Small But Mighty Industry Hub
Heavily residential, Bedford provides more homes to executives than headquarters to the companies they represent. That being said, manufacturers like Ferrotec, TRM Microwave, Mytrix Technology, Lyophilization Services of New England (LSNE), software company Kentico Software-US, engineering firm TFMoran and defense contractor Safran Optics-1 all contribute to the town’s momentum.
Lyophilization Services of New England (LSNE) Contract Manufacturing’s facility at 25 Commerce Drive in Bedford. Courtesy photo.
Safran Optics-1 expanded production and engineering last year with a two-story, 15,000-square-foot addition.
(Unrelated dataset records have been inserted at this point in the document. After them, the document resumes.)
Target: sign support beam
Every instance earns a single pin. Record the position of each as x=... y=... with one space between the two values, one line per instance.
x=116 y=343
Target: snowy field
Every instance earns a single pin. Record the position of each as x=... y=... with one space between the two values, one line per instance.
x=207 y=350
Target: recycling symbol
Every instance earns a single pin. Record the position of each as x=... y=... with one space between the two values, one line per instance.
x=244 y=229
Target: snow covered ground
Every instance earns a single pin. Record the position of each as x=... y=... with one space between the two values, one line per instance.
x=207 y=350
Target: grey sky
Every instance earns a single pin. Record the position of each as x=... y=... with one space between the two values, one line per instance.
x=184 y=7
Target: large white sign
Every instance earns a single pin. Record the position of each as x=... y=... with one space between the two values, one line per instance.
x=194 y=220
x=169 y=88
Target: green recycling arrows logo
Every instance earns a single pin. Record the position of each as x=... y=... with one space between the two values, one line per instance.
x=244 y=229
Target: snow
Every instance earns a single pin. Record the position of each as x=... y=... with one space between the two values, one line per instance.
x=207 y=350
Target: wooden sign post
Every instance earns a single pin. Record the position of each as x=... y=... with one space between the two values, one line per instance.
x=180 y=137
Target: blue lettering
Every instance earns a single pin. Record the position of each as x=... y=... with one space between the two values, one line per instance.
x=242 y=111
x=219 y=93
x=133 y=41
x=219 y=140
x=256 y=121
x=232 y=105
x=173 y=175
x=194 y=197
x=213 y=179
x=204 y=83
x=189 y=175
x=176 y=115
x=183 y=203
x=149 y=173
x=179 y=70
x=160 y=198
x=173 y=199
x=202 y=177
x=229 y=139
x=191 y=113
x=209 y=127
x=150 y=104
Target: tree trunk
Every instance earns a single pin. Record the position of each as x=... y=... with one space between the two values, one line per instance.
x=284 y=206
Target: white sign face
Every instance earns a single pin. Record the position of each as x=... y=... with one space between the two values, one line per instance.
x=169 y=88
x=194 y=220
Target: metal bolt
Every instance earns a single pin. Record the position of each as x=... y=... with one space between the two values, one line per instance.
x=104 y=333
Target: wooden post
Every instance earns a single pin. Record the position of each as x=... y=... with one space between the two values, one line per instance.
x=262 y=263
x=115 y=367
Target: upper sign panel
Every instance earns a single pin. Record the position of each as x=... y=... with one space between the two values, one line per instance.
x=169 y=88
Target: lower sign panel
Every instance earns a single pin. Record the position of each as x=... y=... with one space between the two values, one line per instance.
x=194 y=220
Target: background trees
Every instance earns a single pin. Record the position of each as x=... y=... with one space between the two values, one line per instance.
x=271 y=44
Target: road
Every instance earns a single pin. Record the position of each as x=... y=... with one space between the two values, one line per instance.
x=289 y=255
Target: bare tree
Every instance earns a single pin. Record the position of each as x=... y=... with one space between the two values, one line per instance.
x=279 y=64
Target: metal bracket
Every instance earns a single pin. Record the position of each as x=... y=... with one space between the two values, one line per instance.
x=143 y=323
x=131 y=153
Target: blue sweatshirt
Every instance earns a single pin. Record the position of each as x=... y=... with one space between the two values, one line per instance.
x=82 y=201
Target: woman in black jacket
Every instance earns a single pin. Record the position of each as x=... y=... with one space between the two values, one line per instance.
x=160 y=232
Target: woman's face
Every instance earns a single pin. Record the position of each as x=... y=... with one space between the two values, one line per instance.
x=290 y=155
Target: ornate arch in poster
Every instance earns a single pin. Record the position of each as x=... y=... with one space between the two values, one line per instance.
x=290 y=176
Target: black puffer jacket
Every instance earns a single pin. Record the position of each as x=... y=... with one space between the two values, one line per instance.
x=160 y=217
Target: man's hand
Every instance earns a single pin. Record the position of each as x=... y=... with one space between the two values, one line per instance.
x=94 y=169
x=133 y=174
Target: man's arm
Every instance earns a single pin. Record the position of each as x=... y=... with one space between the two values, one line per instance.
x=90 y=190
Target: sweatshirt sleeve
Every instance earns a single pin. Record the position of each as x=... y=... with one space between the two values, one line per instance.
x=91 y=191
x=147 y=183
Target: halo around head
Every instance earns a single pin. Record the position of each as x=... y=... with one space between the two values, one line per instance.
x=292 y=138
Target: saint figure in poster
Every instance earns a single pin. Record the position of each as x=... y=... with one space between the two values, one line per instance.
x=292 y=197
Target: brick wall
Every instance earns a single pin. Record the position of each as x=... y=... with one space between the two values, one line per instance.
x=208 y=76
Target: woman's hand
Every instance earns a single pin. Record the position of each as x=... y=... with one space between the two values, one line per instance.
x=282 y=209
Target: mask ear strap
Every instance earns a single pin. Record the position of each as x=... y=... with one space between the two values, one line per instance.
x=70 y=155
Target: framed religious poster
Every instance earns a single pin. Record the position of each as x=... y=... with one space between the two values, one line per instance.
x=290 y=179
LSNE increased its vial filling and lyophilization capacity this year with a new automated aseptic fill line to meet the demand in drug product manufacturing driven by the COVID-19 pandemic. It is the largest employer in town, followed by the Bedford
Top: The groundbreaking ceremony for the Optics-1 building expansion. Bottom: The expanded building, indicated by a change in roof and brick color on the right. Courtesy photos.
Wire Belt Company of America, based in Londonderry since 1890, is outgrowing its current facility and is reportedly looking to relocate to either Manchester or a 100,000-square-foot facility at 308 S. River Road in Bedford, which has the potential for a 25,000-square-foot addition.
Unlike many towns in the Granite State, Bedford does not employ a director of economic development. Perched at the intersection of major highways and close to the Manchester-Boston Regional Airport, the mountains and the seacoast, it requires little promotion, says Sawyer.
“Bedford was attractive just because of who we were and where we’re located and what we’ve become,” he says. Even as businesses close, others are rushing in to fill those spots. “We didn’t need to go out soliciting development.”
As the town moves forward in 2021 and repurposes subdivisions, retail havens and restaurants, it wrestles with the byproducts of growth, namely housing affordability, preservation of agricultural lands and increasing pressure on municipal services.
Historically, says Sawyer, town administrators felt the resources for economic development were better spent elsewhere. “We’ll see if that changes over the next decade or so.”